Preliminary Program

PoETIC: A Re-framing of Context Dependent Emotion Detection

Nirmal Surange and Manish Shrivastava
International Institute of Information Technology Hyderabad

Abstract

Emotion classification has been extensively studied, with numerous datasets enabling progress in both textual and multimodal settings. However, most existing text-based resources treat emotion as an utterance-level property, assuming that the emotional content is fully encoded in the sentence itself. This assumption is problematic: in the absence of paralinguistic cues such as prosody, facial expressions, or emojis, textual emotions are often highly context-dependent.
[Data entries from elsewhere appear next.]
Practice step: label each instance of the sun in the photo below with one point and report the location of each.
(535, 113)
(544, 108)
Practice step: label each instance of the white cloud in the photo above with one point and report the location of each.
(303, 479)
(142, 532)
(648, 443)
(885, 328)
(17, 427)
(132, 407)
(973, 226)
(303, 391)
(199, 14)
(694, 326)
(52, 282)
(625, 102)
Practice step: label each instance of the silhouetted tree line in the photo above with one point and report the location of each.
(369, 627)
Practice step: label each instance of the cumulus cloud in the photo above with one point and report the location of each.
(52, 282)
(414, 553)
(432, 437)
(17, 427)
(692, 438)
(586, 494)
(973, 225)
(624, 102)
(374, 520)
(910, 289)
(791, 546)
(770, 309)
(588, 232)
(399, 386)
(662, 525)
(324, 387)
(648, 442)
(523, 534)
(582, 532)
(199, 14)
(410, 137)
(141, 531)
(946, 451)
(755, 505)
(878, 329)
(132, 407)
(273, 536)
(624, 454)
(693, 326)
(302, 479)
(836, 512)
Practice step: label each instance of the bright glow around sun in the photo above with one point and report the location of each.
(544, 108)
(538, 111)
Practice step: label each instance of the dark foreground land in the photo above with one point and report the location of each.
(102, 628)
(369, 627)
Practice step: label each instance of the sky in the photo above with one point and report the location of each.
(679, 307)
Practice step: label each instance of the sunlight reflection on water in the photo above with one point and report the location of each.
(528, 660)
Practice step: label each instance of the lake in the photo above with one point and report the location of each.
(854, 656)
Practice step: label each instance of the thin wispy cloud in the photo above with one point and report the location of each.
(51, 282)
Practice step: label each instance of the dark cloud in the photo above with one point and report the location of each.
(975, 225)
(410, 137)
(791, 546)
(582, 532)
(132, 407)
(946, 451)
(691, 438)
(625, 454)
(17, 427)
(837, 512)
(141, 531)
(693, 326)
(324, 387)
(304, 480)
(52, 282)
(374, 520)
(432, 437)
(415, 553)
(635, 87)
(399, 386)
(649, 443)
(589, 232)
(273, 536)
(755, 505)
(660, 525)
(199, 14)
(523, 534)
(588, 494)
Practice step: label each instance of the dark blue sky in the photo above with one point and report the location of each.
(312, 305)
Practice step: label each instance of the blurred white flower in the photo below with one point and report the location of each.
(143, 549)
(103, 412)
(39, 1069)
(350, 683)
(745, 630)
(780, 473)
Many utterances lack explicit emotion markers, and even when present, such cues may be overridden by broader situational context. Sentence-level emotion annotation, thus, is driven by the annotator's ability to imagine the context in which the given utterance would elicit a given emotion. An utterance may be able to express an emotion completely (Emotion Obvious), or it can express an emotion when imagined in a certain context (Emotion Plausible). Also, for an utterance, certain emotions might be implausible to express given the specific wording of a sentence (Emotion-Implausible). To address these issues, we create a new paradigm for emotion classification by categorizing utterance and emotion pairs into context-dependency classes. We present the PoETIC benchmark dataset, where sentences in the GoEmotions dataset are human-annotated for the three aforementioned classes across seven emotions (Fear, Anger, Sadness, Joy, Disgust, Surprise, and Neutral). We observe that gold-tagged emotions in GoEmotions do not have a clear correlation with human judgment with respect to the ability to express other emotions, given different contexts. Human annotators identify significantly more plausible emotions for a given utterance if asked to imagine a plausible context per utterance-emotion pair. We also present baselines using three popular large language models and two "small" language models in zero-shot and few-shot settings on the benchmark dataset.